Despite the variety of side effects of anabolic steroids, it should be noted that currently the information about them is exaggerated. In the press and on television one often hears that taking anabolic steroids leads to imminent infertility, impotence, liver damage, and so on, although in fact even excessive doses of steroids do not always lead to irreversible consequences.

In addition, we must distinguish between “abuse” and “misuse. Thus, according to the National Institute on Drug Abuse (NIDA), taking anabolic steroids according to the instructions in 80-95% of cases does not cause complications and adverse reactions, and most of the side effects are completely reversible.

Abuse involves taking steroids in high doses or excessive duration of courses. In this situation, the risk of side effects increases significantly and the frequency of irreversible complications increases. As a rule, steroids are presented in the media against the background of “abuse,” so a false picture is created of the extreme danger of using anabolic steroids.

Prevent side effects

  1. Do not exceed the recommended doses
  2. Do not combine several anabolic steroids, unless intended for the course
  3. Do not exceed the duration of the course
  4. Women should not take anabolic steroids at all, or choose from drugs with a high anabolic index.
  5. Do not use anabolic steroids under the age of 25
  6. Be sure to include PCT, this will significantly reduce or prevent many side effects.

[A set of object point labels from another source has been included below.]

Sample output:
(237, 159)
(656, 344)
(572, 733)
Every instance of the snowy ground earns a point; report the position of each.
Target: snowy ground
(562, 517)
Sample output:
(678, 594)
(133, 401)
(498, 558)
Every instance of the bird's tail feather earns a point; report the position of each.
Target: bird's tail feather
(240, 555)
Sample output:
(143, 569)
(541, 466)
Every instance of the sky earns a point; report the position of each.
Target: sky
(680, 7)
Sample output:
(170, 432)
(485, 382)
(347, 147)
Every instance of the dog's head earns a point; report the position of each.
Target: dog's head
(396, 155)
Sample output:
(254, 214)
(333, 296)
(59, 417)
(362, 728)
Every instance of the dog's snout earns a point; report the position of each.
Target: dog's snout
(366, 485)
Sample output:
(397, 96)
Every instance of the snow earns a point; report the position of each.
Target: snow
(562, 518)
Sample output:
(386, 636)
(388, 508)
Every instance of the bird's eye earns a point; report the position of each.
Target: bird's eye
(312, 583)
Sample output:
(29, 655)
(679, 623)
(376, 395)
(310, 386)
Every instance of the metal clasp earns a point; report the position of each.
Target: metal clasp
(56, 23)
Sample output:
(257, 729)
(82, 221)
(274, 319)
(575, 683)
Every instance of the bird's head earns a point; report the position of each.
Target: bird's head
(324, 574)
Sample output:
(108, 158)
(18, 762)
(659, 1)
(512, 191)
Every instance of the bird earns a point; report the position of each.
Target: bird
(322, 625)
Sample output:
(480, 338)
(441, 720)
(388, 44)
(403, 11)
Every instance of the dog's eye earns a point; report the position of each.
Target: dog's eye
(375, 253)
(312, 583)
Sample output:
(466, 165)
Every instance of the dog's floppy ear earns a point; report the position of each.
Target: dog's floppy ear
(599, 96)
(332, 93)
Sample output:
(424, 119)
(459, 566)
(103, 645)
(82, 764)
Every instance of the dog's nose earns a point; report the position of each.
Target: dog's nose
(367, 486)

These recommendations can reduce the incidence of side effects to 1% or less, and keep the muscle mass and results gained.

Anabolics in bodybuilding

Anabolic steroids can be used in bodybuilding primarily to increase muscle mass and strength performance. In addition, steroids help maintain muscle mass during drying and relief work, and help increase training performance by increasing stamina and strength.


When gaining muscle mass, taking anabolic steroids should be combined with a systematic power training, a high-caloric diet. As for sport nutrition, it is advisable to consume protein and BCAA along with steroids because they are necessary for building one’s own proteins; besides, one may take creatine, vitamin and mineral complexes, as well as supplements for PCT.


Anabolic drugs may only be used as prescribed by a physician and are contraindicated in children. The information provided does not encourage the use or distribution of potent substances and is intended solely to reduce the risk of complications and side effects.